PRESS RELEASE
Thursday, December 21, 2023
When the COVID pandemic hit, many Chicago Public Schools students stopped attending classes. Staff members did the hard work to track them down and bring them back.
Some of those students earned their high school diplomas Thursday. It was a proud day for Antoniah Starks as she crossed the stage. Graduating high school was the last thing on her mind when she dropped out a couple of years ago, shortly after her sister and close friend were killed in separate shooting incidents. School administrators convinced her to come back and get her diploma. “I really wanna be somebody,” Starks said.
CPS started the program after losing track of a number of students who left school during the pandemic.

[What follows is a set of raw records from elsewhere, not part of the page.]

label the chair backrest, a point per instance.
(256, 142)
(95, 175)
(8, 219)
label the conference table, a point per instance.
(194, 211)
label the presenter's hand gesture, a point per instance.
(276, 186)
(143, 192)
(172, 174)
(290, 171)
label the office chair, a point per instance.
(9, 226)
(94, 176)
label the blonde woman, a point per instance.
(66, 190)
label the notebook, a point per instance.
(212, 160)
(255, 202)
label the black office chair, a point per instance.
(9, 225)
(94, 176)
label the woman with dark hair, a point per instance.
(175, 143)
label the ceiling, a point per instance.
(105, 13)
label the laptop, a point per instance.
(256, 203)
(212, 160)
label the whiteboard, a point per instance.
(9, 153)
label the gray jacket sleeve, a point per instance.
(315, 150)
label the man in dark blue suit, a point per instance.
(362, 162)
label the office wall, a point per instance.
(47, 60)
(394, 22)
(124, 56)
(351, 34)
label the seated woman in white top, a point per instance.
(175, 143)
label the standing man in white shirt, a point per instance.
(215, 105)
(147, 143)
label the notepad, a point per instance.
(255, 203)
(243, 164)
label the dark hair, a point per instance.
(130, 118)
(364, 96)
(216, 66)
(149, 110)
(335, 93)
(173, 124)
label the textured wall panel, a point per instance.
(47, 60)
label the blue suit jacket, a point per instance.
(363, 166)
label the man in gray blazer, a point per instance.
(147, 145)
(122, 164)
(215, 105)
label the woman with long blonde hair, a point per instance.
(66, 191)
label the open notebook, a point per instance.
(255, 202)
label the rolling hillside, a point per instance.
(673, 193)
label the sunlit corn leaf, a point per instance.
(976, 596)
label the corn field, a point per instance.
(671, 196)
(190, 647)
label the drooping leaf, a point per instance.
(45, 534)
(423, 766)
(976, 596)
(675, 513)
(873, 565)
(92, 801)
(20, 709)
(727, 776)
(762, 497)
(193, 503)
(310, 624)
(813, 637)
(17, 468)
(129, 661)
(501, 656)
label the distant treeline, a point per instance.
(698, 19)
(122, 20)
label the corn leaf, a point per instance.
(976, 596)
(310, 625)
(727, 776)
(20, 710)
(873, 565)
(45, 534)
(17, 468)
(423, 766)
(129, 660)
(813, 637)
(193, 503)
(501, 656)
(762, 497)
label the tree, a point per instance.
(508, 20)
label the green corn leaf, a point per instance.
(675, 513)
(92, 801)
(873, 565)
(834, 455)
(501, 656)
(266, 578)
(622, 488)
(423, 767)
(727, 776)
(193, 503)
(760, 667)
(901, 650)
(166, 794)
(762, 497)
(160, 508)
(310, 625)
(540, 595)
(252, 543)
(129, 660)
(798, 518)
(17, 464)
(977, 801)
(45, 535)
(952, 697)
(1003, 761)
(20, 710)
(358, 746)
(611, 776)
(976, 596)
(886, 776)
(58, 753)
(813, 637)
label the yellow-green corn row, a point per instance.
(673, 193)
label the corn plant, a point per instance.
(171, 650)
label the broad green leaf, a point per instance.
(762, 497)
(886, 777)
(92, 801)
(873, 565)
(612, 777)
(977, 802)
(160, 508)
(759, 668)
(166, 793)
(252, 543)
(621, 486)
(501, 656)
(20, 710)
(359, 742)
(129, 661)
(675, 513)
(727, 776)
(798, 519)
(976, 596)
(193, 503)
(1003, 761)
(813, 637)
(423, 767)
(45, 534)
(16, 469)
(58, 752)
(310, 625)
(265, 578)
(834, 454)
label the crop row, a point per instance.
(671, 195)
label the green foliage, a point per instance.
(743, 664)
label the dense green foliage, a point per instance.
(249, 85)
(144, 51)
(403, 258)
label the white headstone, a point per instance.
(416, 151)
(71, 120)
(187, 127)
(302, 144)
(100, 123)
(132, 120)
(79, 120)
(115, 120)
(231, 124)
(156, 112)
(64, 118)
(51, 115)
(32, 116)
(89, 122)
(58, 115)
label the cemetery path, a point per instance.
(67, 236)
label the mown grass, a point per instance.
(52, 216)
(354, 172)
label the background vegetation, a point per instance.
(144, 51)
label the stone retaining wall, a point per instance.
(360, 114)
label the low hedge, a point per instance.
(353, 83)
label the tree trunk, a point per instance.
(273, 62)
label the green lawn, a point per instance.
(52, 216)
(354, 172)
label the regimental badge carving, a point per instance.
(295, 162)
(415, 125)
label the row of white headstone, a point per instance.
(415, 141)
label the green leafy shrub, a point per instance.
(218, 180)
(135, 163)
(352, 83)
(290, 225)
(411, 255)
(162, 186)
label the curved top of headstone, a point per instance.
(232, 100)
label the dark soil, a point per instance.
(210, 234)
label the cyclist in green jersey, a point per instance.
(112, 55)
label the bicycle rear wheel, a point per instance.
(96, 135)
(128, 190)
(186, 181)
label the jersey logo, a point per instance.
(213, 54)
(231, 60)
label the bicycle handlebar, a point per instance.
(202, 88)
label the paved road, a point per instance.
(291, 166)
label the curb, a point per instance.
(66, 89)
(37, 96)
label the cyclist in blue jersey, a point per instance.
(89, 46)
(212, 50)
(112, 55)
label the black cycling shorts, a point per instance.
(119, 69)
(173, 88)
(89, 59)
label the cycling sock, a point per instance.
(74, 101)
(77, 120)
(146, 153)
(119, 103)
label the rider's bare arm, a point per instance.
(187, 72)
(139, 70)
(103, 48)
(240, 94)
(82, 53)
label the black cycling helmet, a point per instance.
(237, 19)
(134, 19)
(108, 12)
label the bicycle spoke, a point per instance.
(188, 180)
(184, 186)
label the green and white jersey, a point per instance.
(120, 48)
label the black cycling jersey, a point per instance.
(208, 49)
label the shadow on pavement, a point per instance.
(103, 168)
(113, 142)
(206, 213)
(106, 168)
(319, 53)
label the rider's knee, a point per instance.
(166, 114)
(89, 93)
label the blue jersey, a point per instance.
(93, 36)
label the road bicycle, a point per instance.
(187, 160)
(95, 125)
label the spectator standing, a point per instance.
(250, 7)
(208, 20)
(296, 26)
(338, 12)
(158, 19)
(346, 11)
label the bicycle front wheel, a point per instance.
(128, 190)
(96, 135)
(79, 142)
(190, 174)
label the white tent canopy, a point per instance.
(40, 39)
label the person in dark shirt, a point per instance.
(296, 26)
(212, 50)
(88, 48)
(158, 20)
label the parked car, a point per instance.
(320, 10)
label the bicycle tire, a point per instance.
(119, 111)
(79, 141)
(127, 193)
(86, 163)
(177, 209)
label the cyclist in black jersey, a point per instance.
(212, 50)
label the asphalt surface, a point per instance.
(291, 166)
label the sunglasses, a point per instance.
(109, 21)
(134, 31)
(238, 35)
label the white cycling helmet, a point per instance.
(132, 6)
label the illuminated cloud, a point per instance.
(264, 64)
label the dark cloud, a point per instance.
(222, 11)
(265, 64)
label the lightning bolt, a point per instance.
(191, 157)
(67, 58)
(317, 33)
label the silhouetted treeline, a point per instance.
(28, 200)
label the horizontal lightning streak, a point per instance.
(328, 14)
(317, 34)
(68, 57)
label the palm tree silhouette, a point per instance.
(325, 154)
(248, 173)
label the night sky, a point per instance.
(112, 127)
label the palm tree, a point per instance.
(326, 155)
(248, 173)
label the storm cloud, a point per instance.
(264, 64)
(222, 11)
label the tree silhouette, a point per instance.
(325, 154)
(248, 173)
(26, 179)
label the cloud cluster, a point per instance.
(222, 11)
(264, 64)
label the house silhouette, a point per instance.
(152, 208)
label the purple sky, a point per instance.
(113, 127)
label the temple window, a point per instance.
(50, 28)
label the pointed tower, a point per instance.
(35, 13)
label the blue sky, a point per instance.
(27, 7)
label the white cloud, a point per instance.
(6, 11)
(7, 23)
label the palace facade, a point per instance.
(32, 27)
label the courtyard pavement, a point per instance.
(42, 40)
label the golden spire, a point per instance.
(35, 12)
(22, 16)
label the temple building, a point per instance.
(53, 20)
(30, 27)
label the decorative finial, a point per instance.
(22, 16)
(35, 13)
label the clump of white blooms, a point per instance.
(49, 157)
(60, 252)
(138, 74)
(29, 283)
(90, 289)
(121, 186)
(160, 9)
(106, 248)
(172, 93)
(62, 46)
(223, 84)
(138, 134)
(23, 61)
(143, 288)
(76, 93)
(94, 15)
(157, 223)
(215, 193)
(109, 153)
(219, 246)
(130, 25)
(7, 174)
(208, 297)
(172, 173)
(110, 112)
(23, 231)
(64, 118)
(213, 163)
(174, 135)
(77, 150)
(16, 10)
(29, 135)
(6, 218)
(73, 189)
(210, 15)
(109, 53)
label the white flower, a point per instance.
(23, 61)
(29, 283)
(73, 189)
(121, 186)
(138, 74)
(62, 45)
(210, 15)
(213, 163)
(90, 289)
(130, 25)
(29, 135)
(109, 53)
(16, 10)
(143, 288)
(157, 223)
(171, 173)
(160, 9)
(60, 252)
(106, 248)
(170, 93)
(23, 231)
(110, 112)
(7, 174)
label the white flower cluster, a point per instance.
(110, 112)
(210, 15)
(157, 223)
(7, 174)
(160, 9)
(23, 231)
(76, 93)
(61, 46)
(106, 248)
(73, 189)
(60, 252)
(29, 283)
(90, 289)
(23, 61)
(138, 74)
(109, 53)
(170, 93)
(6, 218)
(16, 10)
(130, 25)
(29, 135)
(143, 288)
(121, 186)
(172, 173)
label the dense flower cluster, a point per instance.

Convincing them to come back was not easy. “We are relentless,” said Breakthrough Executive Director Yolanda Fields. “Because you say no once does not mean we won’t continue to ask.”
The students named the program “Back to Our Future’.
Alonte Wilson looks forward to the future as a high school graduate. He dropped out after being shot and injured twice and losing several people close to him. “Actually I feel it saved him,” Alonte’s mother, Tequila Wilson, said. “I’m so proud of him.” He now hopes to become an architect. “It was something I needed,” Alonte said. “It was something I was missing that was supposed to be a part of my life.”
CPS began the program about a year ago. While this year was the first graduating class with only about 18 students, there are another 525 students in program.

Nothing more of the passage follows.